Die Nicht-Abstellung der Spieler war eine weitere Reaktion der Vereinsmannschaften auf den EHF-Kongress im zyprischen Limassol. Dort hatte ein Antrag, mit dem die EHF-Führung die Interessen der Vereine, Spieler und Nationalmannschaften in die Strukturen der EHF zu integrieren versuchte, keine Mehrheit gefunden. Letzten Endes stimmten 22 Verbände für den "Antrag Nummer 5", 21 dagegen, vier Nationalverbände enthielten sich - die erforderliche Zwei-Drittel-Mehrheit wurde um zehn Stimmen verfehlt. "Zum zweiten Mal hat das Exekutivkomitee der EHF versucht, die Klubs in die Strukturen des europäischen Handballs zu integrieren und zum zweiten Mal, nach Rom 2007, wurde der entsprechende Antrag nicht mit der entsprechenden Mehrheit des höchsten EHF-Gremiums bedacht", erklärte die GCH in einer Pressemitteilung enttäuscht. Daraufhin entschlossen sich die Clubvertreter, die bis zum Kongress in Limassol ruhende, bereits Anfang April gegen die IHF und EHF eingereichte Beschwerde bei der EU-Kommission wieder aufleben zu lassen. Mit der Beschwerde will die GCH nach eigenen Angaben die "Vereinbarkeit von Transferreglementen sowie die Regeln für die Durchführung von Vereinswettbewerben (Champions League) mit Hilfe des EU-Wettbewerbsrechts prüfen". Über die 42-seitige Klageschrift soll im März oder April 2010 entschieden werden. "Wenn es zu dem Statement kommt, welches wir erwarten, dann wird das gewaltige Folgen für die Sportwelt haben", orakelte der GCH-Geschäftsführer Gerd Butzeck.

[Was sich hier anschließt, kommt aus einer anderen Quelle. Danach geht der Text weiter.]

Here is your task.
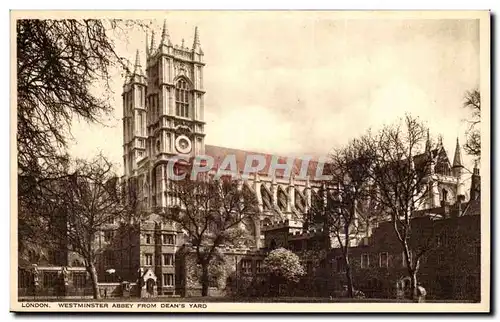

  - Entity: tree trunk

Während die EHF nach der Abstimmungsniederlage von Limassol nun nach neuen Wegen suchen muss, um die Vereine ihren Forderungen entsprechend in die Verbandsarbeit zu integrieren (Butzeck: "Die Kommunikation mit der EHF-Exekutive ist weiterhin gut, man ist dort bestrebt, Lösungen zu finden, wie man uns mitgeteilt hat"), zeigte auch die Internationale Handball-Förderation inzwischen Verhandlungsbereitschaft. Der Warnschuss der Clubs, ihre Spieler nicht für die Partie in Zagreb abzustellen, sowie die unverhohlene Drohung, künftig auch IHF-Wettbewerbe wie die Weltmeisterschaften zu boykottieren, scheinen ihre Wirkung nicht verfehlt zu haben. "Wir sind dabei, die Versicherungsfragen zu regeln. Ich bin davon überzeugt, dass dieses Thema bis zur WM 2011 erledigt ist", teilte IHF-Geschäftsführer Ekke Hoffmann mit. "Die IHF hat bereits die Statistiken hinsichtlich der Verletzungen bei IHF-Turnieren erstellt. Diese dienen den Versicherungen als Basis für die Prämien."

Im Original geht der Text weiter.